Two user interface ideas

Posted September 12, 2005

In perusing papers from recent human-computer interaction conferences, a couple caught my attention as presenting fairly good general ideas (read: ideas that are worth ripping off and copying throughout the field).

First is this work by Smith and schraefel on a method for performing scrolling in pen-based interfaces. I can tell you from personal experience that a standard scroll bar or page up/down keys on a Palm is a fairly annoying interface when dealing with large web pages or documents. These guys instead suggest popping up a little overlaid dial on the screen, to allow the user to control the scrolling via circular motions of the stylus as if they're twirling an old-fashioned radio dial. I'm not completely convinced they've thought through the "size of the circle" versus "speed of scrolling" issues — should you only count the angle turned, or more the distance the pen traveled, or even some sort of inverse relationship where a single tight circle advances the document farther than a single large circle does? In any event, the general idea is sound, and worth stealing.

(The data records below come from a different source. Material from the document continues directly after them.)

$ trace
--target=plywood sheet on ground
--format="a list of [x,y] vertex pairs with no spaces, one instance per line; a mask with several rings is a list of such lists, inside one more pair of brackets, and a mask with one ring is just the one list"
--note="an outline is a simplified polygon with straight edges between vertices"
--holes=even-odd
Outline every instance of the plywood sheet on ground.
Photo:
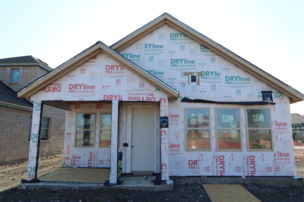
[[[121,173],[119,171],[119,176]],[[38,179],[51,182],[103,183],[109,177],[108,169],[62,168],[55,169]]]
[[239,184],[204,184],[212,202],[261,202]]

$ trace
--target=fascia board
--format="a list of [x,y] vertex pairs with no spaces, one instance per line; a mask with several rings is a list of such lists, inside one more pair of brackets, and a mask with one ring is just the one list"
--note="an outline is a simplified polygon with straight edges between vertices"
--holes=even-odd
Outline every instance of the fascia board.
[[[81,54],[70,59],[37,80],[18,92],[18,97],[27,98],[51,82],[57,79],[73,68],[101,51],[99,46],[95,45]],[[38,89],[38,90],[37,89]]]
[[114,58],[116,58],[127,66],[130,67],[133,70],[152,81],[153,83],[165,91],[169,93],[170,95],[174,97],[178,97],[178,91],[165,83],[162,83],[142,69],[128,61],[123,56],[101,43],[96,43],[85,52],[71,58],[58,67],[50,72],[49,73],[23,89],[18,92],[18,97],[25,98],[29,97],[39,90],[37,90],[37,89],[40,89],[43,87],[81,64],[86,61],[88,58],[95,55],[103,50],[110,55],[112,56]]

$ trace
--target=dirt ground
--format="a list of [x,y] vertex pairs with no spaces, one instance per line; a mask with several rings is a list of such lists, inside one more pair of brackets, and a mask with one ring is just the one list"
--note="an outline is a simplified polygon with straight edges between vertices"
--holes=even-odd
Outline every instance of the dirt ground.
[[[40,158],[38,176],[49,173],[51,168],[61,167],[62,163],[62,155]],[[27,171],[27,161],[0,166],[0,192],[17,186],[21,179],[26,179]]]
[[[62,156],[43,158],[39,160],[38,175],[48,172],[50,169],[60,167]],[[18,190],[21,179],[25,179],[27,163],[0,167],[0,201],[210,201],[202,185],[174,184],[174,190],[156,193],[120,189],[73,189],[51,191],[45,189],[34,191]],[[304,176],[304,162],[297,161],[299,176]],[[289,187],[242,185],[262,202],[304,201],[304,185]]]

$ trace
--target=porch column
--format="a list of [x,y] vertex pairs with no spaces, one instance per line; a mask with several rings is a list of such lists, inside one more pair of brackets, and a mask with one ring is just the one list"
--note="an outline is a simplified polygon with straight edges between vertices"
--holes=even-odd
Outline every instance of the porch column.
[[35,181],[37,179],[43,105],[41,101],[34,102],[26,179],[28,181]]
[[[161,98],[160,101],[161,116],[168,116],[169,109],[168,98]],[[159,120],[158,120],[158,121],[160,121]],[[167,136],[168,129],[168,128],[161,128],[161,179],[166,180],[169,180],[169,173],[168,171],[169,164],[169,155],[168,154],[169,145]]]
[[111,123],[111,145],[110,163],[110,183],[116,183],[117,181],[117,151],[118,139],[118,101],[112,101]]

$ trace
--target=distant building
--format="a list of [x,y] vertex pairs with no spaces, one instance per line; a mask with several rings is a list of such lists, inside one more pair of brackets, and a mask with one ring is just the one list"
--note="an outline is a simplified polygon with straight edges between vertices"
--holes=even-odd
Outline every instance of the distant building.
[[293,140],[304,141],[304,115],[292,114],[291,126]]
[[[16,92],[52,70],[32,56],[0,59],[0,166],[27,160],[33,104]],[[45,106],[40,156],[62,153],[65,114]]]

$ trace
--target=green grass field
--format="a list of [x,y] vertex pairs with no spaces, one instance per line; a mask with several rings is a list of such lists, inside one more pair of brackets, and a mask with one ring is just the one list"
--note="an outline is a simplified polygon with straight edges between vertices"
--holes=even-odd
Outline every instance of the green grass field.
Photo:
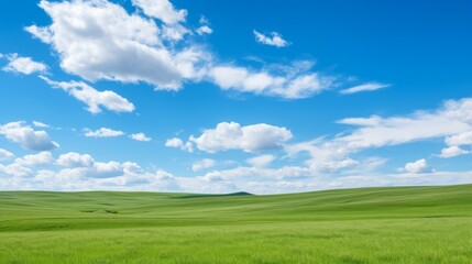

Second is this one (PDF) by Ahlström about hierarchical menus. He investigates the use of "force fields" to invisibly keep a mouse pointer on the proper path when navigating through multiple layers of submenus. The main benefit there is when you have to move the mouse directly to the side "through" a menu selection to get at the submenu that's popped up to its right. By subtly making a force valley along that line of motion with tweaks to the mouse algorithms, it's easier to keep the pointer on the proper path instead of hopping onto the next menu item down. Again, some refinement will be needed for this technique, particularly since some OSes (like the Mac) already have some fairly nice heuristics for making submenu selection friendlier, but the general idea of "shoving" the mouse a few pixels in the direction you think the user meant to go is a nice, readily stealable technique.